# Hurst Quarter Stick



## 67Mac (Jun 16, 2021)

Does anyone have any experience with using a manual shift counsel and a Hurst Quarter Stick with an automatic transmission? Thank you


----------



## armyadarkness (Dec 7, 2020)

I have a lot of Q stick exp, but not with the 4 speed console. Youve converted your manual car to an auto? If so, I think auto consoles are a dime a dozen.


----------



## 67Mac (Jun 16, 2021)

, see


armyadarkness said:


> I have a lot of Q stick exp, but not with the 4 speed console. Youve converted your manual car to an auto? If so, I think auto consoles are a dime a dozen.


Thanks for the reply, I have a powerglide console shift factory car 67 LeMans. I swapped to a TH350 and now have an opportunity to pick up a manual console and thought maybe the Quarter Stick might work well with it. I appreciate any input


----------



## armyadarkness (Dec 7, 2020)

67Mac said:


> Thanks for the reply, I have a powerglide console shift factory car 67 LeMans. I swapped to a TH350 and now have an opportunity to pick up a manual console and thought maybe the Quarter Stick might work well with it. I appreciate any input


If I'm following you, no it would definitely not be the best way to go. I'd sell the 4 speed console and a get an auto GTO console, which there are a lot of. With a manual console, you'll have to weld a dog house to your floor, change your carpet, and then have an auto cable coming out of the console.

Why not use the factory Lemans console, which you already have?


----------



## 67Mac (Jun 16, 2021)

, see


armyadarkness said:


> I have a lot of Q stick exp, but not with the 4 speed console. Youve converted your manual car to an auto?
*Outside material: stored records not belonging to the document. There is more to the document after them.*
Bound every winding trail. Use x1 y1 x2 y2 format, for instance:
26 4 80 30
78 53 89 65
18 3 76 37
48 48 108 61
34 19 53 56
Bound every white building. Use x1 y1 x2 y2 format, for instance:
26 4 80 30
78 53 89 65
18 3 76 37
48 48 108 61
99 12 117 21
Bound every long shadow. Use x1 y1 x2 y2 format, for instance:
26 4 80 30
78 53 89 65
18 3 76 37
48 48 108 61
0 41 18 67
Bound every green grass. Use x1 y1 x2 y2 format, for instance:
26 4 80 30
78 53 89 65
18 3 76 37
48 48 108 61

If so, I think auto consoles are a dime a dozen.


Thanks for the reply, I have a powerglide console shift factory car 67 LeMans. I swapped to a TH350 and now have an opportunity to pick up a manual console and thought maybe the Quarter Stick might work well with it. I appreciate any in


armyadarkness said:


> If I'm following you, no it would definitely not be the best way to go. I'd sell the 4 speed console and a get an auto GTO console, which there are a lot of. With a manual console, you'll have to weld a dog house to your floor, change your carpet, and then have an auto cable coming out of the console.
> 
> Why not use the factory Lemans console, which you already have?


Thanks, I was afraid I might have to weld a bracket of some sort. I miss stated my situation, I have a column shift now. I am going to pass on the manual console and look for LeMans automatic.


----------



## Lemans guy (Oct 14, 2014)

I have a 66 Lemans had a ST 300 Pontiac 2 speed, it is not a power glide, those were in Chevy’s, but it is often called a power glide. It has a floor console.
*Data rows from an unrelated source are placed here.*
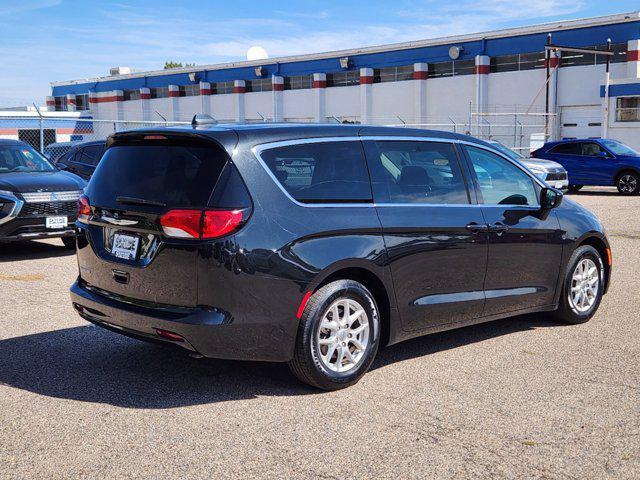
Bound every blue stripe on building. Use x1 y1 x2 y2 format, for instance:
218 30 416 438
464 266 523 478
52 22 640 96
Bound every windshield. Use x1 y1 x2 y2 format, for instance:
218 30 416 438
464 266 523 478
491 142 524 160
602 140 640 157
0 145 55 173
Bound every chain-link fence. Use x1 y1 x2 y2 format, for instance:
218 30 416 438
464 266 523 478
0 116 190 160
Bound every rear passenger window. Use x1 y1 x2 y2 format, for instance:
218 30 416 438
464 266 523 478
367 141 469 204
261 142 372 203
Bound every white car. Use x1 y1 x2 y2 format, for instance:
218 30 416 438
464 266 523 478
488 140 569 190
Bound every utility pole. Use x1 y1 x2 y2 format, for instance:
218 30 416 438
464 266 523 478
602 38 611 138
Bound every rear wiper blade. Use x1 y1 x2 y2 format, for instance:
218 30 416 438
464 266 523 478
116 197 167 207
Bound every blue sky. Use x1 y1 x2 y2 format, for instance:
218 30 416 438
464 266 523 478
0 0 640 106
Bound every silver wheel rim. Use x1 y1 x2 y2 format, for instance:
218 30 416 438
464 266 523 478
316 298 370 373
569 258 600 313
618 175 638 193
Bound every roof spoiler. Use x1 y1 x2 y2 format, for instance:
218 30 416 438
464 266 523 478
191 113 218 128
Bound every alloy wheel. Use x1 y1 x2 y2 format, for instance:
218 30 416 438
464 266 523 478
316 298 370 373
618 173 638 193
569 258 600 314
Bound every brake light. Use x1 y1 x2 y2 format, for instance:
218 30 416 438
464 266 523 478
78 195 91 223
202 210 242 238
160 210 243 240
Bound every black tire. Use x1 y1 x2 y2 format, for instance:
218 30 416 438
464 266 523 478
60 237 76 250
289 280 380 390
616 172 640 195
554 245 605 324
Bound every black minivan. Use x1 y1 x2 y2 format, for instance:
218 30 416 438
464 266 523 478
71 124 612 390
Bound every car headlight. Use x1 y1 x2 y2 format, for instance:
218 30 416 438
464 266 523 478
0 190 16 199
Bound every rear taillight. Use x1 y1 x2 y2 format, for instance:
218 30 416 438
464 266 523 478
78 195 91 223
160 210 243 240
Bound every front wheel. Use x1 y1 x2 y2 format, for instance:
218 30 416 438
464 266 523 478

I put in a TH350 with a dual gate shifter and a gear-vendors behind it. I use a B&M Quicksilver shifter. I can drive automatic or manual quick shift. I used the same console. Had to use just some rubber to close the hole up. I suppose some super fabricator could do a much better prettier job. But mine works great, and also has the gear-vendors electric buttons on the console and on the shift knob.
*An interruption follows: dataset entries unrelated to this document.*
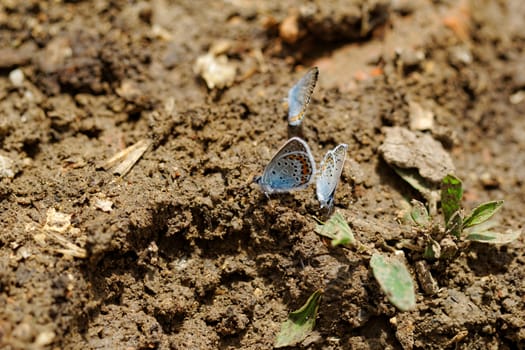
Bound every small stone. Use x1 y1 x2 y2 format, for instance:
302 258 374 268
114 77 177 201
408 101 434 131
415 260 438 295
279 15 299 44
193 53 236 89
0 155 15 179
9 68 24 87
379 127 455 184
So yes Army is right, not hard to do at all, and looks almost stock…


----------



## armyadarkness (Dec 7, 2020)

AHHHHHHHH.... I'll give you two options...

What I have always done with column shifts is;

Remove the shift from the column.
Cut off the nub for it and bondo and paint it.
Bondo the PRND on the dash and paint that.
Put the shifter on the floor and it'll look "factory"
You can either have no console or get ANY Lemans, GTO, Chevelle, etc. console.
Or... put the shifter on the floor, by itself, no console. Most Hurst B&M auto's come with their own mini console.


----------